Auto production, 2021
Black Metal, France
Demo Tape
A travers Mortem Animalium, c'est tout l'esprit du black metal des caveaux qui résonne. Bonne vieille démo tape dupliquée à la maison, musiciens à l'identité camouflée et énigmatique... Seulement savons-nous qu'ils sont deux à se partager la tâche, l'un assurant guitare et basse, l'autre, le chant et la batterie. Mais avons-nous vraiment besoin d'en connaître davantage ? Non, car outre le fait que par cette économie de moyens et d'informations, les Français cultivent ce goût pour l'obscurité cryptique, l'essentiel se trouve évidemment ailleurs, niché dans les sinuosités de ce premier signe de mort (plutôt que de vie), autel d'un art noir moins orthodoxe que ce que sa vitrine affiche.

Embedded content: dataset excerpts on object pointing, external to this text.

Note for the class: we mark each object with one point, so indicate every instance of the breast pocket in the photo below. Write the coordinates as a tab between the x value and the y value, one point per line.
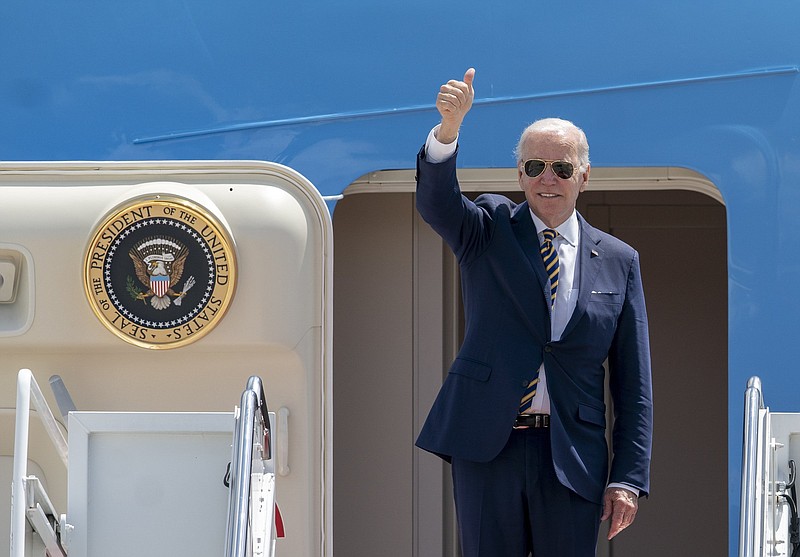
472	369
601	296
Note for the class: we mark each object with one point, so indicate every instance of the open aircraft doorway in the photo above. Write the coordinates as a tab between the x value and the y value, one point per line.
397	322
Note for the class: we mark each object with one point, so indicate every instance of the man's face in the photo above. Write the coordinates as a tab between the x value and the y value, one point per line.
551	198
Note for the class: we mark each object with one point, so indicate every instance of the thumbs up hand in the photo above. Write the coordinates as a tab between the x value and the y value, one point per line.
453	102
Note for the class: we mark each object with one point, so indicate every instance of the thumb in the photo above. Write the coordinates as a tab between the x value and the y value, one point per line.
469	76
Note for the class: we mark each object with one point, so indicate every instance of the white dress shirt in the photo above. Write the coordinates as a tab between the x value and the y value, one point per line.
567	243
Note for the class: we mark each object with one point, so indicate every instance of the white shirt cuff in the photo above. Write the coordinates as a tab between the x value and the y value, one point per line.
435	150
630	488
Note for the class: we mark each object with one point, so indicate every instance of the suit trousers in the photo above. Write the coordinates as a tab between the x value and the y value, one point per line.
514	505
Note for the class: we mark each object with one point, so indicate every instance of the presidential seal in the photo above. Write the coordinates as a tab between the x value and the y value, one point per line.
160	272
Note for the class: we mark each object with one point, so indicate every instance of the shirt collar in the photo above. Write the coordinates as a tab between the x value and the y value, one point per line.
569	229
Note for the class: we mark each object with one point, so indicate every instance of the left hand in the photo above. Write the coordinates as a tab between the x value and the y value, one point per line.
621	505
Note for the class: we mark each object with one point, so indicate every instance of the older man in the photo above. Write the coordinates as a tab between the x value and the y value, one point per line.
548	299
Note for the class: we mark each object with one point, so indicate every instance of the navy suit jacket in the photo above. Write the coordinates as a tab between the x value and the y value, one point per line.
506	296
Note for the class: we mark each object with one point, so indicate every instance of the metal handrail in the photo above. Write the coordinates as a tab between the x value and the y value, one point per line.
754	403
28	390
242	464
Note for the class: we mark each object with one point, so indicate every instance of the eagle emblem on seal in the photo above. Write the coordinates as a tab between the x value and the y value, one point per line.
159	262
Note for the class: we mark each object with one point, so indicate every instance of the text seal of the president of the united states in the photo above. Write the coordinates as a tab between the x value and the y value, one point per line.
160	271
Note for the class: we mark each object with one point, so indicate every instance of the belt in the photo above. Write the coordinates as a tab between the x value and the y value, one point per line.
532	420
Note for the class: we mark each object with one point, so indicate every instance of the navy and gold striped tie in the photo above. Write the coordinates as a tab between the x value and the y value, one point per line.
550	258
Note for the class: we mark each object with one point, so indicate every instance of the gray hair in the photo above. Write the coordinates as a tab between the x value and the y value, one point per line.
561	127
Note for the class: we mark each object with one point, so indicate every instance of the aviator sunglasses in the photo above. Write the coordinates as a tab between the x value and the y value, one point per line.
535	167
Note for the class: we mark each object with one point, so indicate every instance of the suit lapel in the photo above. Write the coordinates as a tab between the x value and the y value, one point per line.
590	260
533	272
525	231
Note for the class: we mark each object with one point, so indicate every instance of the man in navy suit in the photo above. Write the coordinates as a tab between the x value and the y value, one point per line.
548	299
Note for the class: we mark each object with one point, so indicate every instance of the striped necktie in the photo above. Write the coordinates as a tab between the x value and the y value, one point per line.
550	258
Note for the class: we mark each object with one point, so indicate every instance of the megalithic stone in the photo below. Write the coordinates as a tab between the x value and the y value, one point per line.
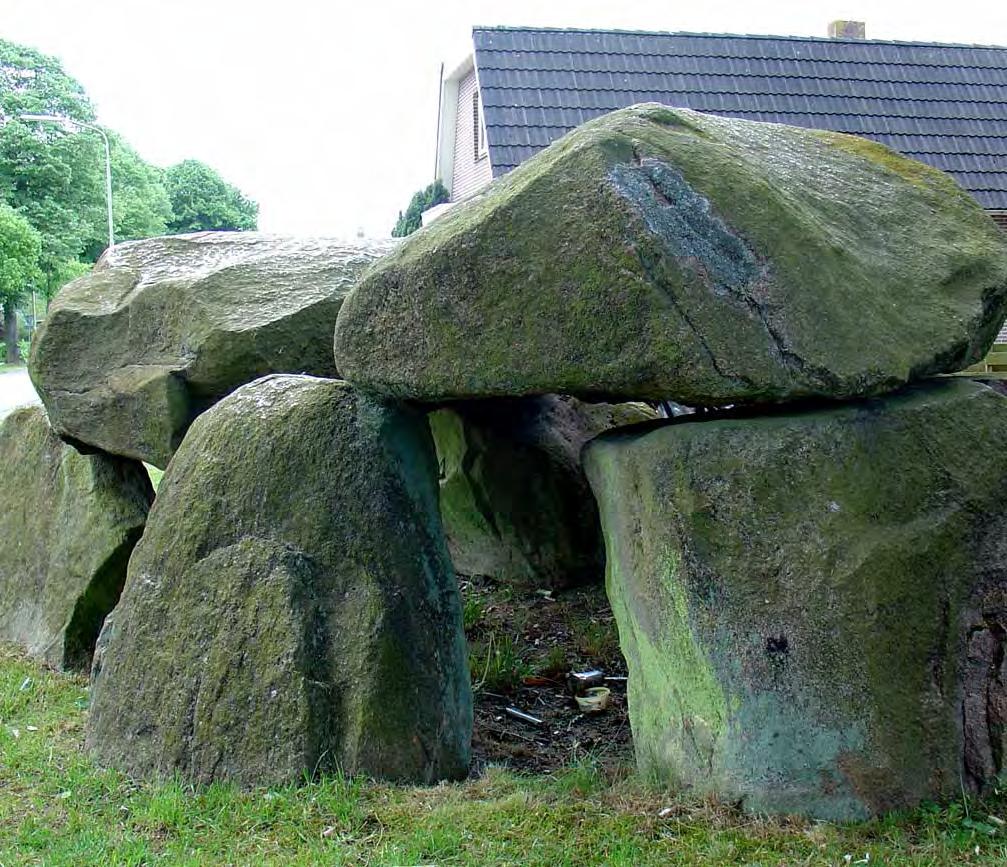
291	607
66	530
658	253
813	604
129	354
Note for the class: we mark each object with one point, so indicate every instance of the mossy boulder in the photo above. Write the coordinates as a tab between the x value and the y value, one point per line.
659	253
162	328
67	525
291	608
813	605
515	501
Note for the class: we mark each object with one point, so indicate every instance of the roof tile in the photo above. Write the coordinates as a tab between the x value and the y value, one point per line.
946	105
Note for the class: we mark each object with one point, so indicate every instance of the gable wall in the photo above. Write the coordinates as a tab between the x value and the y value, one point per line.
468	174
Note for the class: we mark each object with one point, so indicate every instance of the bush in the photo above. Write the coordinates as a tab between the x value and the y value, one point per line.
409	222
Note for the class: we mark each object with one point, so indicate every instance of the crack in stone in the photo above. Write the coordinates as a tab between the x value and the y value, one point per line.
702	243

Certes, la prise de son, lointaine et crachoteuse, est garantie 100% artisanale, transpirant aussi bien l'authenticité que la nuit et ses démons. Mais la durée - entre sept et douze minutes environ - des trois pistes qui s'étalent dans nos âmes ravagées, trahit une approche finalement assez peu frontale, moins rude que son enrobage sonore. Cette architecture étirée révèle-t-elle la nature du black metal que tricote Mortem Animalium ? Oui mais faussement. De fait, ceux qui, attirés par ces compositions rampantes, s'attendent peut-être à découper dans cette démo la lame pour se charcuter la peau, en seront pour leur frais. Le duo ne creuse pas les veines d'un metal noir dépressif même si, forcément, toute trace de joie sinon d'espoir en est éconduite cependant que le chant, écorché, hurlé, peut évoquer l'hystérie ténébreuse des Bethlehem et autre Deinonychus.
Mais à la vérité, il semble difficile d'apposer une étiquette sur cette ébauche dont le menu serpente dans des arcanes dissonantes, baignent dans une lancinance déglinguée. Le tempo ne file jamais droit, propice à des éruptions de bile fielleuse, la guitare, rongée par une lèpre sournoise, se faufile dans les couloirs d'un dédale dont on ne voit jamais la fin, à l'image du titre éponyme qui ferme le ban en tissant des instants funèbres et mortifères au-dessus d'un gouffre sans fond. De même, 'Bas-Monde' ne suit pas le chemin que semble lui promettre une entame torrentueuse car érodé par des kystes mélancoliques et une fin de parcours qui serre brutalement le frein à main pour forer dans la roche un abîme pétrifié aux confins d'un rituel pulsatif. Quant à '...', les pointillés de son titre suggère une trame inachevée, toute aussi insaisissable, relief meurtri qui cure les profondeurs et égare dans ses méandres aussi indicibles que convulsives.
Frénétique et reptilienne mais tout du long ankylosée par une négativité souterraine, cette démo séminale déflore le potentiel précieux de Mortem Animalium dont le suc noir et maladif promet assurément une suite foisonnante, accouplant une expression torturée et tortueuse à une allégeance à l'esprit DIY des origines.